Determination of Ribonuclease H Surface Enzyme Kinetics by Surface Plasmon Resonance Imaging and Surface Plasmon Fluorescence Spectroscopy

Abstract
The kinetics of the ribonuclease H (RNase H) surface hydrolysis of RNA−DNA heteroduplexes formed on DNA microarrays was studied using a combination of real-time surface plasmon resonance imaging (SPRI) and surface plasmon fluorescence spectroscopy (SPFS). Time-dependent SPRI and SPFS data at various enzyme concentrations were quantitatively analyzed using a simple model that couples diffusion, enzyme adsorption, and surface enzyme kinetics. This model is characterized by a set of three rate constants, enzyme adsorption (ka), enzyme desorption (kd), enzyme catalysis (kcat), and one dimensionless diffusion parameter (β). Values of ka = 3.15 (±0.20) × 106 M-1·s-1, kd = 0.10 (±0.05) s-1, and kcat = 0.95 (±0.10) s-1 were determined from fitting all of the SPRI and SPFS data sets.
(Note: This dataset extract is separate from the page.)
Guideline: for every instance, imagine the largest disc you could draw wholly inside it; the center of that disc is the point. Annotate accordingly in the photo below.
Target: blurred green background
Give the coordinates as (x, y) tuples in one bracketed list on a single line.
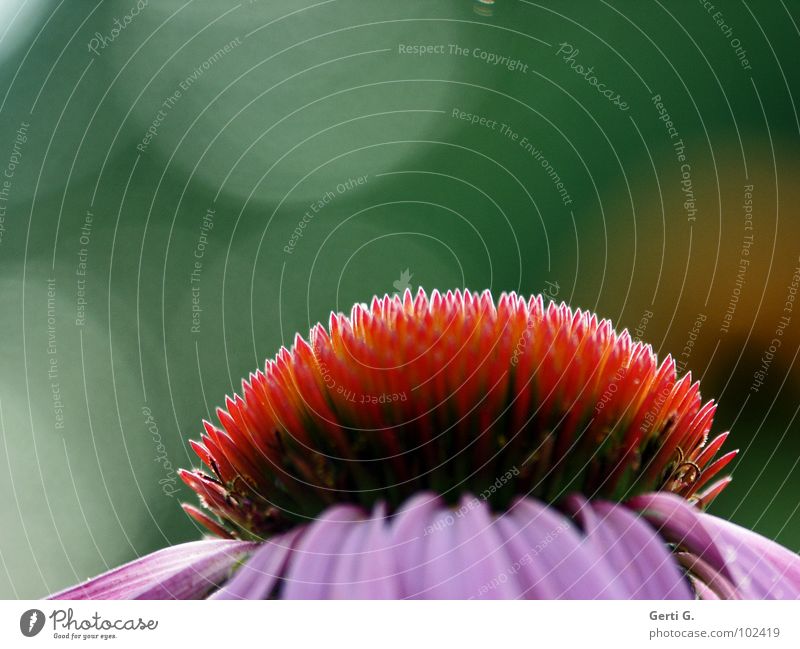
[(157, 157)]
One of the most interesting kinetic parameters is the surface RNase H hydrolysis reaction rate constant (kcat), which was found to be ∼10 times slower than that observed in solution, but ∼100 times faster than that recently observed for the exonuclease III surface hydrolysis of double-stranded DNA microarrays (kcat = 0.009 s-1). Moreover, the surface coverage of the intermediate enzyme−substrate complex (ES) was found to be extremely small during the course of the reaction because kcat is much larger than the product of ka and the bulk enzyme concentration.